Earlier this year, the team I was on were asked to start doing 50 hour weeks to help get a game out the door -- the "rock-star" lead programmer resigned right there on the spot (he had been telling management for the entire project that the schedule was out by approx 2 months, and unless we corrected our deadlines we'd end up in this situation, and they'd been ignoring him), and I simply refused the request and started doing exactly 40 hours to make a point, and then also resigned a few weeks later. That company is now bleeding staff, and their game is still 2 months behind schedule anyway. If they'd simply admitted they screwed up and then moved the deadline, they'd still have all their senior staff and the game would be at the same stage of completion anyway. Completely stupid short-term thinking on their part...
Fuck crunch -- it's not productive. Someone coding 60 hours a week is less productive than someone doing 40 hours, that's a science fact. I don't want to have to fix the bugs caused by your fatigue, so go the fuck to sleep!

You employer doesn't own you unless you don't stand up for yourself. It's the people like you who let employers walk all over them (assuming you're at a large company) that instil this abusive culture in the workplaces of the rest of us, and allows incompetent managers to continually promise impossible schedules and budgets to publishers... Why should you be the one to pay when your management has screwed up the scheduling?
besides just hours (which are long) and lines of code (your average per week?), what aspects of the game are you tasked to accomplish per week? is it anything like finish a quarter of the game engine or implement a pathfinder?
Everywhere I've worked, I've been given tasks and asked for estimates. My own estimates are my deadlines -- if I think that re-writing the engine's texture loader will take 3 weeks, then my supervisor will expect it done in around 3 weeks, but will check in with me every week to see how it's progressing and get updated estimates. If I get 2 days into the task and realise I'll have it done this week, I'll let my supervisor know the good news, and likewise, if I hit some road-block that means that it's gonna take 2 months, I'll also let my supervisor know the new estimate and explain why/what's gone wrong.

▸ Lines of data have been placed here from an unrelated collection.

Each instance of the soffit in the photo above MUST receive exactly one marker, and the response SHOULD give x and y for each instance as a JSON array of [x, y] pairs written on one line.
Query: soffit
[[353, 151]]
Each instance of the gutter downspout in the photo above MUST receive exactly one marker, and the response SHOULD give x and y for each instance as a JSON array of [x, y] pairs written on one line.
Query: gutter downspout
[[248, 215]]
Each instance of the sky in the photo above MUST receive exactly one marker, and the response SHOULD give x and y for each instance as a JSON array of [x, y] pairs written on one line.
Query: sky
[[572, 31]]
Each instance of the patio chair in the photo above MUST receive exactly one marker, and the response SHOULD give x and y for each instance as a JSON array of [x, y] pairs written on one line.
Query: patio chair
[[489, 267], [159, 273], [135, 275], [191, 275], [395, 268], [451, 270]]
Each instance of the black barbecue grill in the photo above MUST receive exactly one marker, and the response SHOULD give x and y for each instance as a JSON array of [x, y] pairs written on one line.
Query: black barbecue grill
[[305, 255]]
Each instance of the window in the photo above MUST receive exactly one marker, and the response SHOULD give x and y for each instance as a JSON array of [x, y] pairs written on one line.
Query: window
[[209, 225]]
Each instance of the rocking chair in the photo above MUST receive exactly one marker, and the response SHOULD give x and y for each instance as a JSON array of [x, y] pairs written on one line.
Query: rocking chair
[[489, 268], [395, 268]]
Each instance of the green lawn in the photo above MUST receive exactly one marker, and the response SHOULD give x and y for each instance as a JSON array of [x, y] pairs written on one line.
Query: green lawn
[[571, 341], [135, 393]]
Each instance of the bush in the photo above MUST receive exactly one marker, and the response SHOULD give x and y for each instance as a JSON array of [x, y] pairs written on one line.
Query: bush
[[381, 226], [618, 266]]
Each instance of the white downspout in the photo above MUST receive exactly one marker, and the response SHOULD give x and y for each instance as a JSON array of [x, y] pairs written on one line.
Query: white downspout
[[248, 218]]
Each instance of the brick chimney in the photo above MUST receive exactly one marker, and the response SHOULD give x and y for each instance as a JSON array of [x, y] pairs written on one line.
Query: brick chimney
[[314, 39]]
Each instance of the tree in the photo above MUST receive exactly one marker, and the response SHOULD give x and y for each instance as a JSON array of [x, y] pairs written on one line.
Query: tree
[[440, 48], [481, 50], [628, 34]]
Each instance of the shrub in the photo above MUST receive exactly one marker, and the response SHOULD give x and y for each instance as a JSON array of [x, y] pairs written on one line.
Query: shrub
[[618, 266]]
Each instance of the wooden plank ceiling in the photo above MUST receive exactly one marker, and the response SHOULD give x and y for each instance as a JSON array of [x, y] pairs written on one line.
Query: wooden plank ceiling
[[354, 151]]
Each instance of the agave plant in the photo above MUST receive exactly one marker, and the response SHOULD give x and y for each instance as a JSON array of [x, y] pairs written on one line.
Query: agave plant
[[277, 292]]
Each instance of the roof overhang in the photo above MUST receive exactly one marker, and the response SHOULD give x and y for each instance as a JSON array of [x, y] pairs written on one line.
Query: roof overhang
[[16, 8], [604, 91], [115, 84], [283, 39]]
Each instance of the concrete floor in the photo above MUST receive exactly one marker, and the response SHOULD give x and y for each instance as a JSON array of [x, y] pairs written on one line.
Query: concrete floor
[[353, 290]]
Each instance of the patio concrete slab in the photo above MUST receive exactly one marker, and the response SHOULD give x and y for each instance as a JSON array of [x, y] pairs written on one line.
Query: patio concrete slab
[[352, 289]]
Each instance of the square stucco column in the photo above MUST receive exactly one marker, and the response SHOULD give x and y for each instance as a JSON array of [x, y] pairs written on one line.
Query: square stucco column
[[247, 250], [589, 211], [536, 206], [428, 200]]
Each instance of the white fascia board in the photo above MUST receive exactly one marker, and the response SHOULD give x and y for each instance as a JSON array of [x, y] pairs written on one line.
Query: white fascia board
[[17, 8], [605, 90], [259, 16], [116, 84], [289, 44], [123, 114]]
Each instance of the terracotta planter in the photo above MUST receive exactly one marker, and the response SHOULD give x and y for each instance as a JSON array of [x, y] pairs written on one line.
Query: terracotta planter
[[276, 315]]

I'm an experienced engine programmer, so I'm often given fairly large/difficult tasks, which span several months, and have to be broken into lots of sub-tasks by myself. The less experienced programmers are usually given smaller tasks, which their lead knows will only take them a day or so to complete, like: write a new shader, or add this new HUD item, or add random texture swapping to this monster.
N.B. even though you're working a 40 hour week, you should only be expected to do maybe 30 hours of work -- meetings, scrums, coffee breaks, random conversations, being bugged by some random artist as to why their model is broken and spontaneous brainstorming will eat up a lot of time, and a good lead will know this and schedule you with an appropriate amount of slack.

Lines-of-code-per-hour is a useless number. To illustrate, I was once given a horrible bug where, after 6 weeks of investigation, I finally found the cause, which was a single line of code. That's 240 hours to write a single line of code, but without that one line, the game wouldn't have been able to pass the QA tests and be shipped.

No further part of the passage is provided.